I'm trying to come up with a database design, and I can't wrap my head around a proper setup. Given my requirements, I thought about TimescaleDB and Postgis, but I quickly hit some issues with continuous aggregates.
Inputs: batches of 10 million rows per day with a timestamp, a Person ID, and a Postgis location.

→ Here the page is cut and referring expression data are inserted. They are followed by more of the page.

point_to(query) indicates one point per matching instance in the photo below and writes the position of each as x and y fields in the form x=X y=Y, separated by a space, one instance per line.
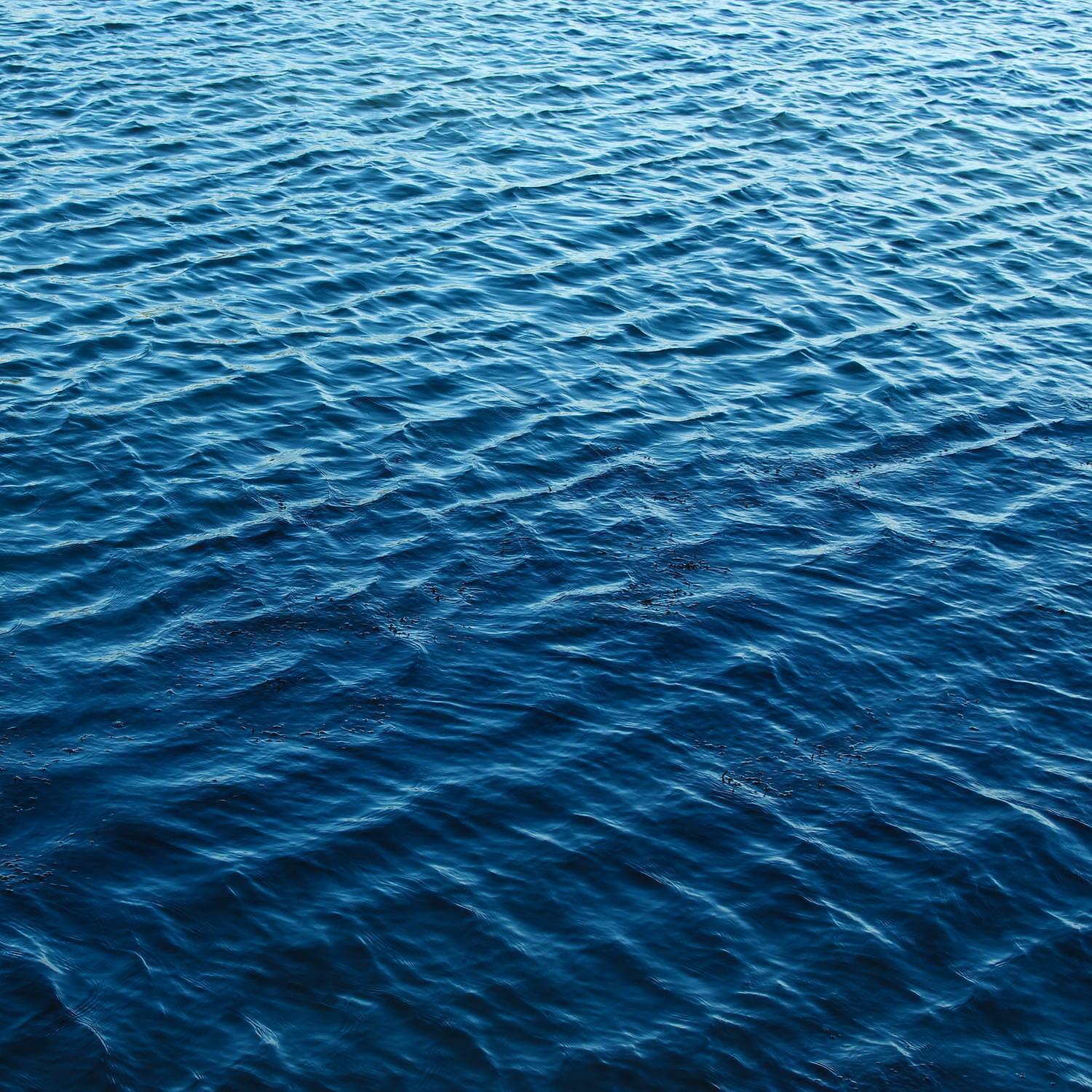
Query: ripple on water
x=545 y=545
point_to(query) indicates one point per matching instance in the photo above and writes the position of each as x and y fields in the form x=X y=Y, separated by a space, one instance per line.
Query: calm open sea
x=545 y=545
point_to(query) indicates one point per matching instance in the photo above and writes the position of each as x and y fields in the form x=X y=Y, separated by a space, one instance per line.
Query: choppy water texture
x=545 y=545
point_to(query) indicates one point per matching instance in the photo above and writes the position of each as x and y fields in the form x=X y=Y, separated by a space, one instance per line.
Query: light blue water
x=545 y=545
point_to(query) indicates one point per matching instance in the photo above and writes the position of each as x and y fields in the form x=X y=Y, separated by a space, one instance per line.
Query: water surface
x=545 y=545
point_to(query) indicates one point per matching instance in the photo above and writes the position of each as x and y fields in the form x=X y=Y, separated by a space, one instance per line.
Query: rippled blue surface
x=545 y=545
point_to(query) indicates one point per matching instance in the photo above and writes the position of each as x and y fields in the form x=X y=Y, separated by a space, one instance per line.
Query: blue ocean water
x=545 y=545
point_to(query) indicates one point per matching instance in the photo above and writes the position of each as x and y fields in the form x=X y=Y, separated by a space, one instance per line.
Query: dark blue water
x=545 y=545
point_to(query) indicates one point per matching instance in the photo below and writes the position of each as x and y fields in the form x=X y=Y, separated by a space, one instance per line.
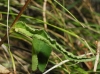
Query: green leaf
x=42 y=45
x=43 y=51
x=34 y=62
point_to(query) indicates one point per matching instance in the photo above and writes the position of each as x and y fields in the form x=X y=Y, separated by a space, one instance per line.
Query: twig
x=63 y=63
x=18 y=16
x=97 y=56
x=44 y=14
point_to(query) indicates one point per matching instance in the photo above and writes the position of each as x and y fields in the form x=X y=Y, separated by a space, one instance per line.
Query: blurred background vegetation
x=87 y=13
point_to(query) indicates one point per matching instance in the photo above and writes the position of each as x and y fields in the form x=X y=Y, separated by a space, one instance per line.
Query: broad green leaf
x=43 y=51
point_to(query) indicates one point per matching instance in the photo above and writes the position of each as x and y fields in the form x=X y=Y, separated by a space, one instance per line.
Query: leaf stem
x=18 y=16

Let's say this represents people at specific points in time.
Outputs: the centroid of the position of each person each day.
My initial solution was:
1 hypertable for the input
CREATE TABLE datapoints(
person_id char(40),
timestamp TIMESTAMPTZ NOT NULL,
location geometry(point, 4326)
);
SELECT create_hypertable('datapoints', 'timestamp', chunk_time_interval => INTERVAL '1 day');
1 continuous aggregate using ST_Centroid
CREATE VIEW daily_centroid WITH
(timescaledb.continuous, timescaledb.refresh_interval = '1 day')
AS
SELECT
person_id,
time_bucket(INTERVAL '1 day', timestamp) as date,
ST_Centroid(ST_Collect(location)) AS user_centroid
FROM datapoints
GROUP BY person_id, time_bucket(INTERVAL '1 day', timestamp);
However, doing this results in an error
ERROR: aggregates which are not parallelizable are not supported by continuous aggregate query
Am I incorrectly assessing TimescaleDB as a good fit for this? If this doesn't work, I'm thinking I will write some scripts:
- to create one table per day for the input
- to create one materialized view per day with just
(person_id, centroid)
- to import data to the corresponding table
- to refresh the materialized views
This is similar to the approach above but both the table and the view have N versions, one for each day. I thought I would use TimescaleDB to avoid writing that automation and allowing it to scale to new requirements. e.g it's as easy as writing a view and I don't have to teach other people my automation system.
Would triggers be a better alternative to implement this automation transparently if this doesn't fit the TimescaleDB's scope?
Thanks!!